Amazon’s Jeff Bezos: “The cagiest of Internet moguls.”
From a Nicholas Carr review in the Washington Post of the book Bezonomics by Brian Dumaine:
A week later, everything had changed. France was under lockdown, the Carbone dining room was shuttered, and Amazon was facing its biggest challenge since the dot-com crash 20 years ago. Hit by a wave of panic buying, the company was struggling to fill orders, often delaying shipments for days or weeks. Its global supply chains were seizing up. Its workers were staging protests and sickouts over health and safety concerns. . . .(Bezos owns The Washington Post.)
While the pandemic poses difficult problems for Amazon, in the long run the outbreak seems likely to make the company more powerful than ever. Not only is Amazon the world’s largest online retailer; it also operates a growing media-streaming business, a big Internet pharmacy and a burgeoning digital advertising operation. And its lucrative cloud-computing unit, Amazon Web Services, provides data processing support for many other companies’ online operations. As social distancing practices push people to spend even more time on their phones and computers, the company stands to make more money and wield more influence.
Journalist Brian Dumaine’s new book on Amazon, “Bezonomics,” offers an illuminating exploration of the underpinnings of the firm’s success. . . .
He explains the logic behind the company’s Prime loyalty program, which, despite incurring high costs for rapid deliveries, locks customers into Amazon’s “ecosystem” of retail and media offerings. He describes the voice-recognition technology that gives the Alexa chatbot an eerie semblance of consciousness. He explains how Bezos and his lieutenants use artificial-intelligence techniques, such as machine learning, to match supply with demand on a vast scale. And he takes the reader on a tour of Amazon’s huge warehouses, where squads of robots and humans work in tight synchronization to pack millions of cardboard boxes a day. . . .
He attributes the firm’s rapid growth to what he calls its “flywheel” paradigm. By keeping prices as low as possible, he explains, Amazon attracts more customers to its site. That generates ever greater economies of scale, which in turn allow it to cut prices even further. . . .
Amazon’s early success did stem from its pricing advantage, but the source of that advantage is more complicated than Dumaine allows. The company was able to undercut competitors’ prices for many years because, unlike other businesses, it didn’t have to worry about turning a profit. Stock market investors, dazzled by the Amazon story, supplied the company with cheap capital even as it racked up big losses. Many local mom-and-pop stores, struggling to make loan payments and meet the weekly payroll, never stood a chance.
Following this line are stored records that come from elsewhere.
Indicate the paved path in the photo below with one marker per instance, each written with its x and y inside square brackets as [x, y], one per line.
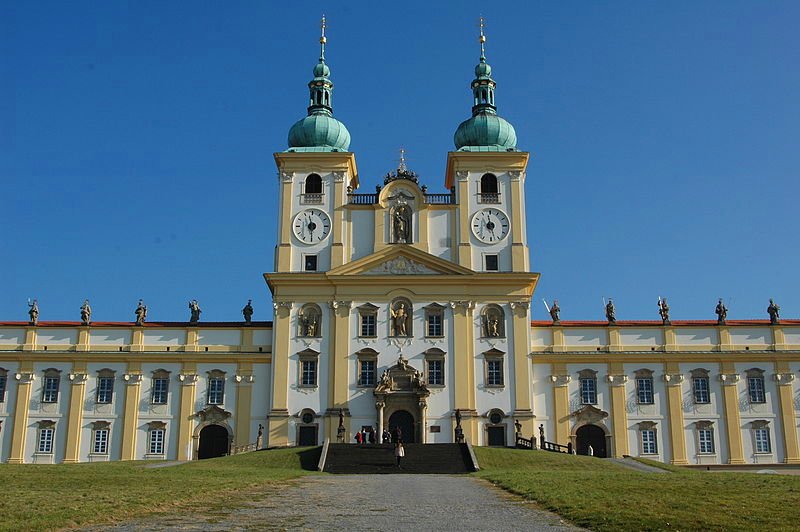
[370, 502]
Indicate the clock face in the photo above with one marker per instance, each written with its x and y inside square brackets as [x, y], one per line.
[490, 225]
[311, 226]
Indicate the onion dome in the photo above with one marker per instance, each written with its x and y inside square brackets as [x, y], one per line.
[319, 131]
[485, 131]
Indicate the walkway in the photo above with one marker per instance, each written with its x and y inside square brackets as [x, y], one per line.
[371, 502]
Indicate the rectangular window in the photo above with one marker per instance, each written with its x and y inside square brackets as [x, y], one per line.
[649, 442]
[494, 372]
[100, 444]
[762, 440]
[701, 393]
[50, 390]
[216, 390]
[156, 441]
[644, 390]
[436, 372]
[368, 325]
[159, 391]
[706, 440]
[105, 389]
[755, 386]
[588, 391]
[308, 373]
[367, 373]
[45, 440]
[435, 324]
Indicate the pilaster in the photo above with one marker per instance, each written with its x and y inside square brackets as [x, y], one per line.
[77, 379]
[619, 415]
[133, 385]
[24, 380]
[674, 379]
[188, 381]
[730, 395]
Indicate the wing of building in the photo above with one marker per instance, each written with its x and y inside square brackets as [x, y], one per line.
[400, 309]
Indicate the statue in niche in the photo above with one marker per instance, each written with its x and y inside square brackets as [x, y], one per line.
[194, 308]
[400, 319]
[33, 311]
[663, 311]
[555, 312]
[247, 311]
[722, 312]
[774, 313]
[309, 322]
[86, 312]
[141, 313]
[401, 224]
[611, 313]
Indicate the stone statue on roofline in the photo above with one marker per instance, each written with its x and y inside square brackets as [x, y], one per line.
[86, 312]
[33, 311]
[722, 312]
[141, 313]
[774, 313]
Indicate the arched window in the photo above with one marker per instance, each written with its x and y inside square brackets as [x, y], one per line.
[493, 322]
[314, 184]
[490, 192]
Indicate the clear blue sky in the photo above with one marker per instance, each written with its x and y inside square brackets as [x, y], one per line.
[136, 143]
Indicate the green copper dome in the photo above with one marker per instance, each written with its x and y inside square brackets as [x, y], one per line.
[485, 132]
[320, 131]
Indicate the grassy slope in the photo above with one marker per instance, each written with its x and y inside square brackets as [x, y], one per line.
[53, 496]
[601, 495]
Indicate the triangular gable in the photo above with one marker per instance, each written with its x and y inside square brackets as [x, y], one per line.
[400, 260]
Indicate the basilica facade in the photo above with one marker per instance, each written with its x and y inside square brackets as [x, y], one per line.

Even large, traditional retailers couldn’t afford to match Amazon’s prices. They had expensive stores to maintain, and their investors were not so indulgent.
The advantage provided by abundant capital was magnified by a loophole that allowed Amazon to avoid charging sales taxes on purchases made by customers outside its home state, Washington. One reason Bezos decided to establish Amazon in Seattle, Dumaine reports, was that the company would be able to offer tax-free purchases to buyers in populous, high-tax states like California and New York. That made its low prices feel even lower.
Amazon’s pricing flexibility not only gave it an edge over brick-and-mortar stores; it allowed it to crush small Internet retailers before they could threaten its business. . . .
n recent years, Amazon’s pricing advantage has eroded. As big brick-and-mortar retailers like Walmart have expanded their online offerings, they’ve been able to match Amazon’s discount, and states have passed laws requiring Amazon to collect sales taxes. But Amazon has found another powerful source of competitive advantage: data. As Dumaine reports, thousands of independent retailers sell goods through Amazon’s site, which gives the company privileged access to information about competitors’ products, prices and sales. Amazon claims it doesn’t use that information for its own benefit, but the evidence suggests otherwise. . . .
Amazon is an innovative, well-managed company, but it has also had the good fortune to compete on an uneven playing field that tilts in its favor.
Bezos has always been the cagiest of Internet moguls. He remains an elusive presence in the pages of “Bezonomics.” He’s “a force of nature, moving at warp speed through a vast canvas,” Dumaine writes at one point, tangling himself in cliches. Whatever Bezos is, a force of nature he is not. He is shrewd, calculating and ruthless, and he has built his empire in his own image.